A Powerful Tool to Save Thousands on your Mortgage

If you are looking at buying a home or refinancing your existing home, you have probably been having a lot of discussions about interest rates (taux hypothecaires). If you enjoy talking about interest rates, fine, go ahead. It's like talking about the weather: it won't make any difference, but it gives you something to talk about.

The simple truth is that the variance in interest rates from one lending institution to another is so small that it will not make a big difference in the total cost of your home loan.

(As a matter of fact, the difference is only about .06%, which is a saving of $41.12 per year on a $100,000 mortgage.

Is it worth all of the time spent on calling various mortgage brokers (courtier hypothecaire) and researching on the internet to achieve such a tiny savings? No. If you calculated the time spent shopping around for a rate at your per hour wage, you would find you spent a lot more than the $41.12 average savings! The fact is that any real savings on your mortgage is not going to be made by shopping around for hours and hours looking for the lowest rate. Let's face it, all of the lenders will know your credit rating; they are all going to be looking at the same factors and therefore the rates each of them quotes will be in the same narrow range. Determining interest rates is just a function of the risk/reward ratios that lenders analyze. Since they all use the same analysis techniques, you cannot expect the rates to be grossly different. (Don't listen to your neighbors. Anyone who boasts that he got a dramatically different interest rate than you were able to obtain either has a much more favorable credit rating, or is lying.)

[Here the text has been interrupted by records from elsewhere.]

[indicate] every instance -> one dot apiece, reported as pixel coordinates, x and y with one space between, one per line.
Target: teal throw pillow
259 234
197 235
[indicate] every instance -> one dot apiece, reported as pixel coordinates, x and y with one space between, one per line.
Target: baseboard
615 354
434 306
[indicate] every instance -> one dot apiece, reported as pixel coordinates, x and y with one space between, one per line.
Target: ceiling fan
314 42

There is a more important factor to look at. Instead of solely relying on obtaining the lowest interest rate, a mortgage borrower should be concentrating on following the correct "mortgage strategy". There are various mortgage strategies that are out there, from fixed to adjustable rate loans (taux hypothecaires), balloon loans or prime rate based loans. Working with a mortgage lender who is knowledgeable about economics, looking at yield curves and who studies your individual circumstances to devise the perfect mortgage strategy for you is going to save you a great deal more money over the life of your mortgage loan. It can probably save you tens of thousands of dollars in total mortgage costs, rather than less than $100 per year.

Why do banks only talk about interest rates when there really isn't that much of a difference between rates? Because that is the easy way to attract borrowers. Developing an entire mortgage strategy for a customer takes a lot more in terms of understanding and analyzing markets, mortgage products, individual needs and a host of variables. Many bankers and mortgage brokers have neither the time nor the expertise to perform this in depth services for their customers.